Five-year-old Mirror sat in a giant tub of mud on Tuesday morning, legs buried, arms and hands coated in the same clay-like sludge that dotted her cheeks, nose and forehead.

A classmate stood right beside her, ankle deep in the mire at Clayton Early Learning, as their teacher painted her face to match Mirror’s. 

It was a messy morning for the preschoolers — though not nearly as messy as the entire past year has been for them. The pandemic has kept them socially distant from their peers. They’ve had to adapt to new classroom routines and traded hugs and high-fives for elbow bumps. They’ve had to adjust to life with masks — and without their teachers’ smiles visible.

And while they mastered mask wearing and hand washing, some of their families endured illness, job loss, economic insecurity and hunger. But on Tuesday, the preschool classes at Clayton could finally let loose and set the soap and hand sanitizer aside.

The observance of International Mud Day was about more than getting messy. Teachers said it also exposed the kids, most of whom live in the city, to natural environments while giving them a mental health boost.

“It’s a very sensory experience and what we know is that the more senses we can engage children in utilizing, more of their brain lights up,” said Jenny Smith, director of comprehensive services at Clayton Early Learning, which educates kids from low-income households.

Mirror, 5, covers herself in mud on Tuesday, June 29, 2021, during Clayton Early Learning’s first celebration of International Mud Day in almost five years. (Olivia Sun, The Colorado Sun)
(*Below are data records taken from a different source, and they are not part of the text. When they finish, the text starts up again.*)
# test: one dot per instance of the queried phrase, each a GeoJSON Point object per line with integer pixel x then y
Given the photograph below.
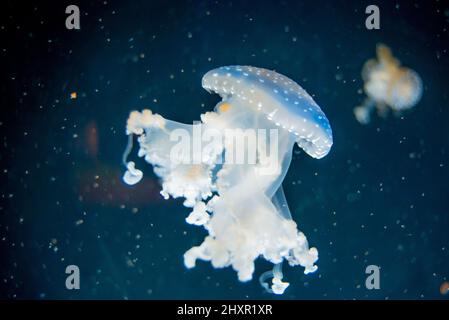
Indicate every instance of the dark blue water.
{"type": "Point", "coordinates": [380, 197]}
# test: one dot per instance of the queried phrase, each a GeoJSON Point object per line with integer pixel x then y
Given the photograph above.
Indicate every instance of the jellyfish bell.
{"type": "Point", "coordinates": [241, 205]}
{"type": "Point", "coordinates": [387, 85]}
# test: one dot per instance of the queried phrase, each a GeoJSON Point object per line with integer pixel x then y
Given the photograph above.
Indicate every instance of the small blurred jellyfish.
{"type": "Point", "coordinates": [387, 84]}
{"type": "Point", "coordinates": [240, 204]}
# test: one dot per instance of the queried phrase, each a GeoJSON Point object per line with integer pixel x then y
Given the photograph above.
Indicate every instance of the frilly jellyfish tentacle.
{"type": "Point", "coordinates": [128, 150]}
{"type": "Point", "coordinates": [281, 203]}
{"type": "Point", "coordinates": [277, 286]}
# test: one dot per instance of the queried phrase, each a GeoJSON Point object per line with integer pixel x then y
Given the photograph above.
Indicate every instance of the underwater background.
{"type": "Point", "coordinates": [381, 196]}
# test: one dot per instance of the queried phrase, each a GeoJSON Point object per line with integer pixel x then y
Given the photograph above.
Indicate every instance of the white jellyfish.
{"type": "Point", "coordinates": [387, 84]}
{"type": "Point", "coordinates": [239, 201]}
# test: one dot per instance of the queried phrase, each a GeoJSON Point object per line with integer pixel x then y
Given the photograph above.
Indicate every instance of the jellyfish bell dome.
{"type": "Point", "coordinates": [283, 101]}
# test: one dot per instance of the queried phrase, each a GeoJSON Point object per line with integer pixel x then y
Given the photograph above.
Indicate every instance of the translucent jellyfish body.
{"type": "Point", "coordinates": [238, 198]}
{"type": "Point", "coordinates": [387, 85]}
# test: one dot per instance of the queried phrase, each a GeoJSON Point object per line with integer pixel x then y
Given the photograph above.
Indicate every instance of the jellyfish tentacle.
{"type": "Point", "coordinates": [281, 203]}
{"type": "Point", "coordinates": [128, 150]}
{"type": "Point", "coordinates": [277, 286]}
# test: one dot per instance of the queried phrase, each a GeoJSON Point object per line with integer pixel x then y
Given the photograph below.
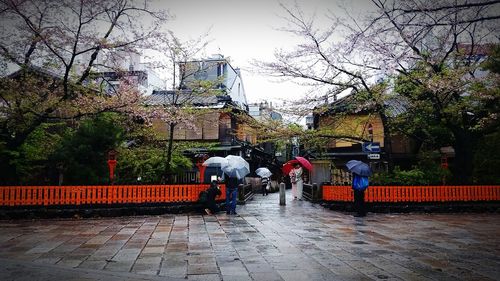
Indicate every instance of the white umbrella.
{"type": "Point", "coordinates": [237, 167]}
{"type": "Point", "coordinates": [263, 172]}
{"type": "Point", "coordinates": [215, 161]}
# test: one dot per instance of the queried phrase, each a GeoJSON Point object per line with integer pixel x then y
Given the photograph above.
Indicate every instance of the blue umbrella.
{"type": "Point", "coordinates": [359, 168]}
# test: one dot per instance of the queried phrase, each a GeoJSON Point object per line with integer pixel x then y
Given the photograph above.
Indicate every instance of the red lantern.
{"type": "Point", "coordinates": [111, 165]}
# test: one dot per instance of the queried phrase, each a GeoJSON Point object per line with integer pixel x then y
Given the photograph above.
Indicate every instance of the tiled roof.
{"type": "Point", "coordinates": [187, 97]}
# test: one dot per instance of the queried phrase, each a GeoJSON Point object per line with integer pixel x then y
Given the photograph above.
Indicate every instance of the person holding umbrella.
{"type": "Point", "coordinates": [265, 174]}
{"type": "Point", "coordinates": [234, 172]}
{"type": "Point", "coordinates": [232, 183]}
{"type": "Point", "coordinates": [297, 183]}
{"type": "Point", "coordinates": [360, 173]}
{"type": "Point", "coordinates": [293, 168]}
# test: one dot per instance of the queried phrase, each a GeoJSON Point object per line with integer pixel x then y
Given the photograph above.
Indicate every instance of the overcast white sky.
{"type": "Point", "coordinates": [245, 30]}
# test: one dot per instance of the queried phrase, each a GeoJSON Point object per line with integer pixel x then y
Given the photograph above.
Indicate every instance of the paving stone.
{"type": "Point", "coordinates": [299, 241]}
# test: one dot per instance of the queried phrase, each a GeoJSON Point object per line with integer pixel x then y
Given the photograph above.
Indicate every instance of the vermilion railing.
{"type": "Point", "coordinates": [416, 193]}
{"type": "Point", "coordinates": [87, 195]}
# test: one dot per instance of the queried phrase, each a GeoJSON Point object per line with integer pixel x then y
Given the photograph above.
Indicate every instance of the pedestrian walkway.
{"type": "Point", "coordinates": [265, 241]}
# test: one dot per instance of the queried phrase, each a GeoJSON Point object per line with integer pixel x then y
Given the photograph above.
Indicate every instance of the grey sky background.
{"type": "Point", "coordinates": [245, 30]}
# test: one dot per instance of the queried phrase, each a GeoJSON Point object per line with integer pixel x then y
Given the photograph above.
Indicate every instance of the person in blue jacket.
{"type": "Point", "coordinates": [232, 184]}
{"type": "Point", "coordinates": [359, 185]}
The mucky morning helped their little bodies release feel-good hormones such as serotonin, Smith said. This natural “joy juice” has been hard to come by since last year. But early childhood educators are focused on bringing it back into the classroom as they’ve prioritized the mental health and social-emotional well-being of their pint-sized learners. 

The mental health of infants and toddlers doesn’t often get the same attention as that of school-age children. But over the past 20 years, thinking about the mental health of preschoolers has shifted and educators have recognized the importance of paying attention to students’ emotional wellness no matter how young they are, said Geoff Nagle, chief of external impact at Clayton Early Learning.

This has gained urgency during the pandemic.

“We know that children’s cognitive development hinges on their ability to interact in productive ways with others, and disruptions in a child’s social-emotional development or their caregiver’s mental well-being interferes with the ability to learn in relationship with others,” said Bill Jaeger, vice president of early childhood and policy initiatives at the Colorado Children’s Campaign. “And that is why it is so critical that we support strong emotional well-being and relationships in the early years, because that’s how learning and development happens.” 

Just how much behavioral problems among young children have escalated during the pandemic was revealed by a report recently released by the Gerald R. Ford School of Public Policy at the University of Michigan and the Urban Institute. In a nationally representative survey of parents of preschoolers conducted late last year, “parents reported levels of hyperactivity, conduct problems, and peer problems that were roughly 33% to 50% larger than in previous years,” the report said.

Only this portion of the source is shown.